CHARLES WHEELER, 1837-1908, member of Company B, 62nd (Missouri) Colored Infantry the unit which raised the money to found Lincoln University.

Although many Negroes were volunteers, others like white men, had to be drafted. Still others, like their white comrades, sought to evade the draft. Officers were accused of using strong-armed methods to induce both races to " join up." Lincoln ordered such action stopped.

Yet many Negroes, who would have enlisted, were dissuaded by conservative officials and by guerrillas who tortured, beat and hanged prospective enlistees. Hundreds ran away some going as far as Massachusetts to enlist.

Some blacks enlisted as substitutes for white men, others joined in order to get a bounty of $100 if the slave was drafted; $300 if the slave volunteered. The masters, however, received the bounty.

Discrimination followed the Negro into the Army. Negroes, like whites, were promised a bounty but not until the war was over did they receive it. While white soldiers received $13 a month of which three dollars was for clothing and also one ration, Negro soldiers were given $10 a month, three of which was for clothing and one ration.

Blacks were given inferior weapons and materials, inadequate medical care and, if captured, were killed, until Lincoln and Grant threatened to treat captured Confederates in a similar manner. Negro soldiers as well as white soldiers were often bounty jumpers, many blacks seeking the promised land of Kansas, Iowa, and other free states.

Slaves performed other valuable services for the Union Army besides fighting. They acted as informants and spies pointing out locations of bushwhackers and guerrillas.
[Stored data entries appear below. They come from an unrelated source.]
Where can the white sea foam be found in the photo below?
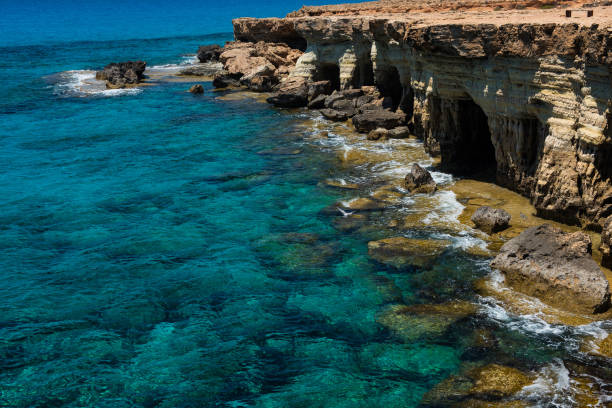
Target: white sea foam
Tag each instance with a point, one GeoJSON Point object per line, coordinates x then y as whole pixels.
{"type": "Point", "coordinates": [83, 83]}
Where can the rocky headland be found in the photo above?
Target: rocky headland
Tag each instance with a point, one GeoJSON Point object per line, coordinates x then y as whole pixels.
{"type": "Point", "coordinates": [527, 94]}
{"type": "Point", "coordinates": [518, 96]}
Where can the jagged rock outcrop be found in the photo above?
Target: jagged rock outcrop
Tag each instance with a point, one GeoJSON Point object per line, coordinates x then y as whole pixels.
{"type": "Point", "coordinates": [555, 267]}
{"type": "Point", "coordinates": [419, 180]}
{"type": "Point", "coordinates": [531, 100]}
{"type": "Point", "coordinates": [196, 89]}
{"type": "Point", "coordinates": [606, 243]}
{"type": "Point", "coordinates": [122, 74]}
{"type": "Point", "coordinates": [259, 66]}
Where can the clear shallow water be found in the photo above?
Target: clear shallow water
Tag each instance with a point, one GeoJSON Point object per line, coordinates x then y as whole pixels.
{"type": "Point", "coordinates": [162, 250]}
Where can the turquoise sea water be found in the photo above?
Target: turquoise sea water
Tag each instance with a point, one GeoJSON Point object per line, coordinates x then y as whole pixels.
{"type": "Point", "coordinates": [164, 250]}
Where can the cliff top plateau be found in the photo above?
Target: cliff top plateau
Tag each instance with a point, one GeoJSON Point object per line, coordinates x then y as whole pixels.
{"type": "Point", "coordinates": [382, 7]}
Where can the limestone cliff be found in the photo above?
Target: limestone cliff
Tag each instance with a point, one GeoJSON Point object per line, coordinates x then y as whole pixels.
{"type": "Point", "coordinates": [531, 99]}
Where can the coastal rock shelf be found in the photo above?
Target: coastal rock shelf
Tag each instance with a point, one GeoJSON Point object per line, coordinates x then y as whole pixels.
{"type": "Point", "coordinates": [530, 100]}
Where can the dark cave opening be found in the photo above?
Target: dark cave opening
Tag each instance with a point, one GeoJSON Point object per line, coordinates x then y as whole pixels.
{"type": "Point", "coordinates": [331, 73]}
{"type": "Point", "coordinates": [468, 150]}
{"type": "Point", "coordinates": [389, 84]}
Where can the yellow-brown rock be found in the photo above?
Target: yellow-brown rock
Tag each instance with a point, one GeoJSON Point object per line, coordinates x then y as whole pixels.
{"type": "Point", "coordinates": [400, 251]}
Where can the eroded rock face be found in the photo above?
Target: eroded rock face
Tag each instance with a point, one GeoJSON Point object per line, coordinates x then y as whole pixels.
{"type": "Point", "coordinates": [530, 100]}
{"type": "Point", "coordinates": [293, 93]}
{"type": "Point", "coordinates": [419, 180]}
{"type": "Point", "coordinates": [606, 243]}
{"type": "Point", "coordinates": [491, 220]}
{"type": "Point", "coordinates": [259, 66]}
{"type": "Point", "coordinates": [555, 267]}
{"type": "Point", "coordinates": [122, 74]}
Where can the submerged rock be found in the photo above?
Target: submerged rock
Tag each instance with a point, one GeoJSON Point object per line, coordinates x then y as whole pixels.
{"type": "Point", "coordinates": [401, 251]}
{"type": "Point", "coordinates": [419, 180]}
{"type": "Point", "coordinates": [207, 53]}
{"type": "Point", "coordinates": [555, 267]}
{"type": "Point", "coordinates": [319, 89]}
{"type": "Point", "coordinates": [122, 74]}
{"type": "Point", "coordinates": [491, 220]}
{"type": "Point", "coordinates": [400, 132]}
{"type": "Point", "coordinates": [606, 243]}
{"type": "Point", "coordinates": [292, 93]}
{"type": "Point", "coordinates": [209, 69]}
{"type": "Point", "coordinates": [197, 89]}
{"type": "Point", "coordinates": [372, 119]}
{"type": "Point", "coordinates": [224, 80]}
{"type": "Point", "coordinates": [415, 322]}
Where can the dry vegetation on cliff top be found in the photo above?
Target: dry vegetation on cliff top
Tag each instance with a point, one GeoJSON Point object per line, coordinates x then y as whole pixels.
{"type": "Point", "coordinates": [405, 6]}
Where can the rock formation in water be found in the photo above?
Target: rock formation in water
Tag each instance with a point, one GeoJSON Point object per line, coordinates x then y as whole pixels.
{"type": "Point", "coordinates": [419, 180]}
{"type": "Point", "coordinates": [556, 267]}
{"type": "Point", "coordinates": [529, 99]}
{"type": "Point", "coordinates": [209, 53]}
{"type": "Point", "coordinates": [491, 220]}
{"type": "Point", "coordinates": [258, 66]}
{"type": "Point", "coordinates": [122, 74]}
Black men worked as teamsters, cooks, builders of breast works and in other non-combat capacities. Many black women acted as nurses.

Others contributed to the Union cause in a variety of ways. Most important of these women was Mrs. Lincoln's confidant and friend, the beautiful Mrs. Elizabeth Keckley of St. Louis. She accompanied Mrs. Lincoln to the White House, spoke before abolitionist groups and raised money for Negro contrabands.

In 1865, the Confederacy fell, with President Davis making a last effort to save it by using Negro troops.

Governor Thomas C. Fletcher ended slavery in Missouri on January 11, 1865, by executive proclamation. Eleven months and twelve days later, slavery was abolished in the United States by the Thirteenth Amendment.

The war held out bright hopes for Missouri blacks. Psychologically, the War had a tremendous effect upon the Negro soldier. He went into the army as a property he came out a man. It restored his humanness. Legally blacks were free, but the road ahead was one of bitter trials and disappointments for them.